Whilst data governance supports the embedding of clearly defined data practices and the identification of roles and responsibilities, such as data stewards and data custodians, it is data architecture that either supports or hinders data integration. Data architecture has many facets, including how data is to be integrated, stored, transformed and used in systems as well as throughout an organisation. Underpinning strong data architecture is a clearly defined data model which considers the different data assets, their relationships, attributes and lineage.
In the case of a superannuation fund, having a clearly defined data model (that is vendor and custodian agnostic) supports the integration with different providers to enable a best of breed approach when considering M&A activity and avoids disrupting business activities through rushing custodian transitions etc.
A clearly defined data model is the foundation for ultimately delivering data to consumers and end users. In the absence of having an organisation specific data model, quite often data definitions from vendors and custodians are adopted, which makes it extremely challenging to upgrade, migrate, transition, or transform data over time.

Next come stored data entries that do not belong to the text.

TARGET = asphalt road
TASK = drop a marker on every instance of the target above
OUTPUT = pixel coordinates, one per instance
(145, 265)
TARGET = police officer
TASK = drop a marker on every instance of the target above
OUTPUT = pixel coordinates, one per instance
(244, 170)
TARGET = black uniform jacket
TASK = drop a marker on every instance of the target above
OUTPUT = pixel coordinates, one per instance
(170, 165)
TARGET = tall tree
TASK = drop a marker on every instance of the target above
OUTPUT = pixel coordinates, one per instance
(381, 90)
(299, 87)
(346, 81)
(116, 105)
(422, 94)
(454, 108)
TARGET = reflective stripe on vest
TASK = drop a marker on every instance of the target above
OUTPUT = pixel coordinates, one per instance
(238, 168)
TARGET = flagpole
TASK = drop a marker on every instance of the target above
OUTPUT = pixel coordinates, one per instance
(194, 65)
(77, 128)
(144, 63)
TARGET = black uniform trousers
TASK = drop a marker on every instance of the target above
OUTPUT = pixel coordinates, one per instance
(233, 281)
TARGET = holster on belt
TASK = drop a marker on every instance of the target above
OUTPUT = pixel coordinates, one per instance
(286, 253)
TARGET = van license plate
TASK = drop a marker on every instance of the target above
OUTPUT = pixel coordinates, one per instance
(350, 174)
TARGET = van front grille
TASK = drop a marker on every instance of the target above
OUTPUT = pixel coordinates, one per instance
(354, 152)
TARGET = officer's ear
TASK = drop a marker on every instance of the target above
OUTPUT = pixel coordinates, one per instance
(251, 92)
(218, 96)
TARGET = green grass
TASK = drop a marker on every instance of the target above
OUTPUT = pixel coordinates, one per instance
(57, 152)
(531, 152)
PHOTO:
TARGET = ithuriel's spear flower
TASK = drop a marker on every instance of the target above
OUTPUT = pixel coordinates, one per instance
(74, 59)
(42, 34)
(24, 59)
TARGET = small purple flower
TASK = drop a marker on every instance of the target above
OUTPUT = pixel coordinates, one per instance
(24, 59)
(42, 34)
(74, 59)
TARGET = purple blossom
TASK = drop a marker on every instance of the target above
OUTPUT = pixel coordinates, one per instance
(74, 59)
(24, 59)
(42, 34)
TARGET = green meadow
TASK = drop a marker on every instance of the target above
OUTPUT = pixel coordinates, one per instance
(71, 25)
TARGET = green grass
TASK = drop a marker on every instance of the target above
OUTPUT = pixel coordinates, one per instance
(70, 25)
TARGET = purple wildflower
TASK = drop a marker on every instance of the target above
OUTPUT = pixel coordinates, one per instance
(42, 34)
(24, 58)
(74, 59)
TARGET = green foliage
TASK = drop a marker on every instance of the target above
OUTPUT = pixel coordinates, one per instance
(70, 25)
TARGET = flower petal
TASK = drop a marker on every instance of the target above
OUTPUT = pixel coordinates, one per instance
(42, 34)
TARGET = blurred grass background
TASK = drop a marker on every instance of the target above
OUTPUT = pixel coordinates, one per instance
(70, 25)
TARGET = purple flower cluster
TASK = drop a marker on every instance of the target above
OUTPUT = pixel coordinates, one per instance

Irrespective of the form an SFT takes on day one, there continues to be an ever-increasing demand for data from funds. The first and most important requirement is the internal demand for data to manage and inform the day-to-day activities of the fund. The days where data could be completely outsourced and periodically received and relied on are numbered as the onslaught of COVID-19 highlighted the need to have access to readily available data to deal with the black swan events and act in members’ best interest.
Following this, the regulatory submissions continue to increase, with more disclosures set to come. Members also demand greater transparency and insights into fund activities, especially in areas such as socially responsible investing which has sparked significant activism. Not to mention the continued focus on peer relative performance and the associated data demands from rating agencies to differentiate and assess fund performance.
The uptake in unlisted assets has also provided its own data challenges, as quite often these assets are not custodially held.
The increase in demand continues to reduce the time available to source, transform and analyse the data. Having a clearly defined data model supports the creation, sourcing, integrity and quality of the data being provided, reducing the need for manual intervention and excessive duplication for sourcing data to validate and check it.
Seeing the big picture
With industry consolidation increasing, the complexity of the SFTs continues to rise (at least whilst the integration implementation is executed). Clearly defined data models provide an end-to-end view for solving such business challenges and provides a roadmap for integration.
For many organisations data has become an integral part of their end-to-end decision-making process, embracing the development of clearly defined data models. These organisations are able to quickly navigate the changing landscape. However, for some organisations data remains a ‘first cog in the process’ mentality, with little to no investment made in maturing their data capabilities or considering data as a ‘back-office’ problem. These organisations also often consider data as a commodity that can be outsourced and treat it as a cost saving activity. Such organisations run the risk of quickly becoming obsolete, with little to no probability of scaling their solutions.